Interesting that Facebook saw Apple News as a competitive issue:

”The company discussed setting up a new section on the app entirely for news and directed a team to quietly work on developing it; one of the team’s ambitions was to try to build a competitor to Apple News.”


Wow, this is a telling quote:

”But he brightened when he turned to one of the topics that, according to people close to him, truly engaged his imagination: using AI to keep humans from polluting Facebook.”


And there we are:

”To this emotional story, Facebook had a programmer’s rational response”
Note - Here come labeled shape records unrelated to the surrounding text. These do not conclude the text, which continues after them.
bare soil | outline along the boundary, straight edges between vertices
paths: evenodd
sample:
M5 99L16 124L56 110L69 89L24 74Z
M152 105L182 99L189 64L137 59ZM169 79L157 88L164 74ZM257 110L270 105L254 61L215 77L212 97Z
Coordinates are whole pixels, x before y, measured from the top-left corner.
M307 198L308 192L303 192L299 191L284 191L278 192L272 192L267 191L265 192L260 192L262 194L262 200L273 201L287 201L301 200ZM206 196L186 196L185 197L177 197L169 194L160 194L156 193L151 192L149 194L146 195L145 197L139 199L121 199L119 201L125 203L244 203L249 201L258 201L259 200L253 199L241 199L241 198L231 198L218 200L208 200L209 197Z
Engineers versus investigative journalists

From the WIRED piece everyone is talking about:

”Investigative journalists are like pit bulls. Kick them once and they’ll never trust you again.”

I suspect a team full of engineers was ill-equipped for dealing with this sort of journalist. They’re very different from the mainstream tech jouranlists.


I’m a journalist, and one deeply interested in the future of journalism, and its business models. And I balk at paying £250 a year for Tortoise.

So, who is their market likely to be?


The platforms are not the internet

John Naughton:

In reality, the problem we have is not the internet so much as those corporations that ride on it and allow some unacceptable activities to flourish on their platforms, activities that are damaging to users and, in some cases, to democracy, but from which the companies profit enormously.

Couldn’t agree more.


Good piece by James here, pointing out that Assange is a pretty horrible person - but that journalists should probably be defending him against the US charges. The same does not apply to the Swedish rape charges if they’re reopened.